The largest problem I see is actually one of user expectations. The documentation never says configurations will be evaluated in order from top to bottom.
This is a fair callout - I need to address that on the docs side. For the purposes of this discussion, I'll clarify that:
- By default, DSC invokes resources in the order they are declared in the configuration document.
- If a resource instance uses the
dependsOnfield to declare a dependency on another instance, the dependent instance is always processed after the instance it depends on. - You can define chains of dependence. DSC ensures that dependent instances are always processed after their dependencies, even when an instance depends on multiple instances that themselves depend on other instances.

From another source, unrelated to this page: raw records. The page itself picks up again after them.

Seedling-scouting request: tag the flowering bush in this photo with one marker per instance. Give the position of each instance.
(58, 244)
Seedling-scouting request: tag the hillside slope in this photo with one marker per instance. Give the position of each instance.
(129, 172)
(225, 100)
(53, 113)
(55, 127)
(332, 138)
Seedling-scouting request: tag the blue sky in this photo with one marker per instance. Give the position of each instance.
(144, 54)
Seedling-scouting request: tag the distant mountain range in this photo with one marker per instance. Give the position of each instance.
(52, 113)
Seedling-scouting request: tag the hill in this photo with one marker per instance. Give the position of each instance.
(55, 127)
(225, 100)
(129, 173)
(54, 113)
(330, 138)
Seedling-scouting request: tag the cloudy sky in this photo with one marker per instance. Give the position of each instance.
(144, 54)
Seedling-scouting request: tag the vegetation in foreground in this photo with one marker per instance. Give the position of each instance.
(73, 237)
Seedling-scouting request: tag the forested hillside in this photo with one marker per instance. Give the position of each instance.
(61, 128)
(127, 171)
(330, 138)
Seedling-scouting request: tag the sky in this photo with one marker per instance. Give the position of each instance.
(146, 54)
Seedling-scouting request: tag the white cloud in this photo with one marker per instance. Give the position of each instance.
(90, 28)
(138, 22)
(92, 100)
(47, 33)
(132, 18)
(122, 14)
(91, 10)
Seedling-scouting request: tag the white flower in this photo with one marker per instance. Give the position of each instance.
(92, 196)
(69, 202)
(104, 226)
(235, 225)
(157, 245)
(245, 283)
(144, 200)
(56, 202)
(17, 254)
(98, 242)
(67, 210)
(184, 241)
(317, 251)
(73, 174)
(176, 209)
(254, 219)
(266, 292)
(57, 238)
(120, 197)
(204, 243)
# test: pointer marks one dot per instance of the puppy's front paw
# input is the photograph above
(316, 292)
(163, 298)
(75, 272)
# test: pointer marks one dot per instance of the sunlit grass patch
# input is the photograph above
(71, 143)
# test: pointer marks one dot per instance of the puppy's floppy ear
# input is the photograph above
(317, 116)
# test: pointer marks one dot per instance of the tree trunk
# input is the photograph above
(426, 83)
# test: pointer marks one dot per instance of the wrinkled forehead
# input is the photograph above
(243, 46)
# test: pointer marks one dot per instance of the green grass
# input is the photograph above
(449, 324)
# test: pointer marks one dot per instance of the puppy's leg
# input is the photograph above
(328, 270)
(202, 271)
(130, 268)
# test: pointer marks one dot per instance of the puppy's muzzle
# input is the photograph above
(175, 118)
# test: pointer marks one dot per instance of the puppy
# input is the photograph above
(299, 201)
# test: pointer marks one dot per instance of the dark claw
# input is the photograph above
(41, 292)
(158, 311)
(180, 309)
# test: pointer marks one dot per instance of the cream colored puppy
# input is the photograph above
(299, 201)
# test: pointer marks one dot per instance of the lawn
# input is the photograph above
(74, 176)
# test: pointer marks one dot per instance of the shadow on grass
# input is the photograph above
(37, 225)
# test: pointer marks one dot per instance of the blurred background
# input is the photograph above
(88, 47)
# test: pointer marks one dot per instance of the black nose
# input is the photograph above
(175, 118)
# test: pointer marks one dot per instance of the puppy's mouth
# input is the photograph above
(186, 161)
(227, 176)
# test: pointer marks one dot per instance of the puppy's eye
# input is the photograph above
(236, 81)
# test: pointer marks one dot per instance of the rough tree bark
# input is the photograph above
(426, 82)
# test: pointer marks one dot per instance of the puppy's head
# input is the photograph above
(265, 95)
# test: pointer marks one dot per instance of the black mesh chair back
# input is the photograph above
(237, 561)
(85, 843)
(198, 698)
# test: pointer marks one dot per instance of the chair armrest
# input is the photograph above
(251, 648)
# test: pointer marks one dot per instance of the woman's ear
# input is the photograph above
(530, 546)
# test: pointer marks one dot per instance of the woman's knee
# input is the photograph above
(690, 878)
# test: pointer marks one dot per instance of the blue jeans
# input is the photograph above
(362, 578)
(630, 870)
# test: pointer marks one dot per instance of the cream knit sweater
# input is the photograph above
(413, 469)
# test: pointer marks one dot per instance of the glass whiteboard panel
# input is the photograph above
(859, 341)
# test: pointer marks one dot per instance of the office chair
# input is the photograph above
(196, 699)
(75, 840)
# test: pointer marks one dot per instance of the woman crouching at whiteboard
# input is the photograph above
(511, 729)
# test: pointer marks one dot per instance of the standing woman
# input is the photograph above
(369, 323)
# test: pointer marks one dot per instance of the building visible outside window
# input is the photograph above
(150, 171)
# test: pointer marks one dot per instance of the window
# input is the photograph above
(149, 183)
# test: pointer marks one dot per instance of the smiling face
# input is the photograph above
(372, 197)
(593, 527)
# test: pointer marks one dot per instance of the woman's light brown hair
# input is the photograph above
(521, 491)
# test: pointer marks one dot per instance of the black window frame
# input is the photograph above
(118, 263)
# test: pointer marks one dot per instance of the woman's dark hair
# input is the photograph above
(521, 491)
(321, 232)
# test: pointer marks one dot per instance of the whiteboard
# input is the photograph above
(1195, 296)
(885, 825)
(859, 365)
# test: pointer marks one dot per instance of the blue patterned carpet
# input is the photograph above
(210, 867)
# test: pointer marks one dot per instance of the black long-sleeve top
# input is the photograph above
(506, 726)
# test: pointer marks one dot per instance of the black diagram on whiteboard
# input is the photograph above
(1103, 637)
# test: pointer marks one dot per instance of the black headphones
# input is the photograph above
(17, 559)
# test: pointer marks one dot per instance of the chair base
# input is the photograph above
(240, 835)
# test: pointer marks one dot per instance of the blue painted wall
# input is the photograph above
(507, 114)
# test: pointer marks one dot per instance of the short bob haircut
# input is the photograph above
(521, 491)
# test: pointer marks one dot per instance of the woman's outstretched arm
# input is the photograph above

So while the statement in the documentation is true - the configuration document is declarative, not imperative - it is also true that the default order is determined by the author and the order that the instances are defined. If that order would be invalid (such as for a dependency chain where a dependent resource is declared before its dependency), DSC invokes the resources in the correct order. Of course, it can only determine a "correct" order when the author defines dependency relationships between the instances. If you try to configure SQL Server before you install it without declaring that the configuration depends on the install, the set operation will still fail.
Regarding caching, we haven't implemented generic caching for resource export because there wasn't a compelling reason to do so. Some resources have implemented their own caching behaviors (such as the PowerShell adapters), but we don't have an API and coherent way for resources to participate in caching data within a dsc process invocation.
I can see a lot of value in using export as a prefetch operation and caching the results for ongoing use - but it certainly requires writing up some spec and creating a public API so that we can ensure resource authors can develop their resources to participate usefully and integrating developers can understand and leverage that cache if they want to.
Sounds like we're on the same page. Nice feature, but lots of work before it can happen. Leaving the issue open, but you could probably drop the "Needs Triage" label.